Postmortem: Database Incident (September 14–18, 2025)
- Category
- Company
- Published
A detailed post-mortem of the database incident that occurred between September 14-18, 2025, including root cause analysis, timeline, and remediation steps.
Between September 14th and September 18th, 2025, we experienced a database incident that intermittently impacted customer traffic with latency spikes. The issue originated from an automatic database upgrade by our cloud provider, which exposed an interaction with our connection pooling configuration. This document explains the timeline, root cause, contributing factors, and our mitigation of the issue.
Timeline
- Sep 14, 05:30 UTC – Cloud provider auto-upgrades our database (minor version).

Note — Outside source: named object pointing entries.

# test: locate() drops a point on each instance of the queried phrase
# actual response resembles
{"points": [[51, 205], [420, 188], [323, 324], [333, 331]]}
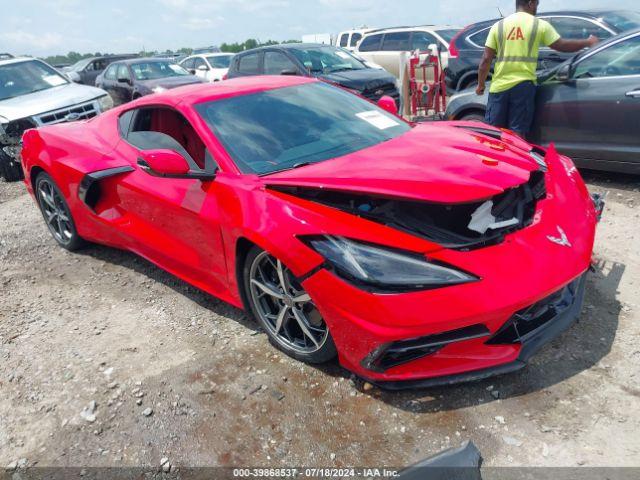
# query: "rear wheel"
{"points": [[10, 168], [285, 310], [56, 213]]}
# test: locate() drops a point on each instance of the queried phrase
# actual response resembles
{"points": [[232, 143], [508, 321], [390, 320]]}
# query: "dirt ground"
{"points": [[176, 374]]}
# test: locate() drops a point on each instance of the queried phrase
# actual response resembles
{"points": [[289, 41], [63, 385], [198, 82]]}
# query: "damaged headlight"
{"points": [[105, 102], [383, 268]]}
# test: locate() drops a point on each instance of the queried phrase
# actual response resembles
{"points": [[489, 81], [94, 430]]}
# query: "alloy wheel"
{"points": [[284, 307], [55, 211]]}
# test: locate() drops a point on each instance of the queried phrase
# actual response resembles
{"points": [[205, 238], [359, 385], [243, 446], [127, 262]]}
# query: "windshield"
{"points": [[79, 66], [327, 59], [622, 21], [291, 127], [448, 34], [155, 70], [219, 61], [22, 78]]}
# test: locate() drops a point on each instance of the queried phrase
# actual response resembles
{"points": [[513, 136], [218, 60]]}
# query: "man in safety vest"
{"points": [[514, 43]]}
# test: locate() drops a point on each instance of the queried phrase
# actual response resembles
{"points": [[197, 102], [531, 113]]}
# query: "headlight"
{"points": [[105, 102], [383, 268]]}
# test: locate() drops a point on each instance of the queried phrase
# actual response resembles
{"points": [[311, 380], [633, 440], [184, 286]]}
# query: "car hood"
{"points": [[47, 100], [364, 79], [170, 82], [441, 163]]}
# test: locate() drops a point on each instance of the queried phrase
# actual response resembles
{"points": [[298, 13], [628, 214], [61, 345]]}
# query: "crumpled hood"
{"points": [[436, 162], [170, 82], [47, 100], [365, 79]]}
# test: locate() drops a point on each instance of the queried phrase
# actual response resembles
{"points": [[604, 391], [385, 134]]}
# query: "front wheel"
{"points": [[56, 213], [285, 310]]}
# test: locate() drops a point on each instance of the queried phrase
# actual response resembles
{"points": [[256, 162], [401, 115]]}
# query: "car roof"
{"points": [[287, 46], [129, 61], [591, 14], [9, 61], [415, 28], [207, 92]]}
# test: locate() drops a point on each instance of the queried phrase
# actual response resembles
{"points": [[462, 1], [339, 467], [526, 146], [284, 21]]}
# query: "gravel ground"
{"points": [[105, 360]]}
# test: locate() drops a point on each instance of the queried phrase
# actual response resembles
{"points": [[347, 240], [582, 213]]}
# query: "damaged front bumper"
{"points": [[531, 331]]}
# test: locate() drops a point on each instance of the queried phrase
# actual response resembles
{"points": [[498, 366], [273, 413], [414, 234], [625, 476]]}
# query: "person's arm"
{"points": [[570, 46], [484, 69]]}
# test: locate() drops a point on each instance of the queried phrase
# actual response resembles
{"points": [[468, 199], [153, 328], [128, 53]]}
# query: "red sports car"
{"points": [[419, 254]]}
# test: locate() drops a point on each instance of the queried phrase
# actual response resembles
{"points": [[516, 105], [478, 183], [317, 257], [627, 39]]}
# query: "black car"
{"points": [[589, 106], [87, 70], [130, 79], [466, 49], [331, 64]]}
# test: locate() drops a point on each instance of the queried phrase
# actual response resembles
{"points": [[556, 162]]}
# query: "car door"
{"points": [[123, 87], [249, 64], [172, 221], [277, 63], [369, 46], [573, 28], [594, 116], [392, 45], [94, 69], [421, 41], [108, 82], [200, 68]]}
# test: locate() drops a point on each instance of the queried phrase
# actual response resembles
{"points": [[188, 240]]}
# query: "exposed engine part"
{"points": [[447, 225]]}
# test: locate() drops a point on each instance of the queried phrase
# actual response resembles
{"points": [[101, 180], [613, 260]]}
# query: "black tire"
{"points": [[10, 168], [322, 349], [56, 213], [477, 116]]}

- Sep 14, shortly after – Internal monitoring detects an increased but still acceptable database load. No impact on latency is observed.
- Sep 15, 13:08 UTC – Internal monitoring alerts about significant request failures and increased latency. The incident begins.
- Sep 15–18 – Engineering teams continually investigate, optimize queries, and tune database parameters.
- Sep 15, 14:09 UTC – Request latency normalizes but our database remains unhealthy.
- Sep 15, 14:58-15:16 UTC – Significant request failures and latency spikes.
- Sept 17, 00:22 UTC – A deploy including a new query optimization appears to eliminate spikes in database load.
- Sept 17, 01:00 UTC – Spikes in database load reappear. However, engineers note that the remaining spikes now appear periodic, occurring roughly every 15 minutes. During these periodic spikes, session management was functional due to the session endpoints higher tolerance for latency, as well as the retry mechanism in our SDKs.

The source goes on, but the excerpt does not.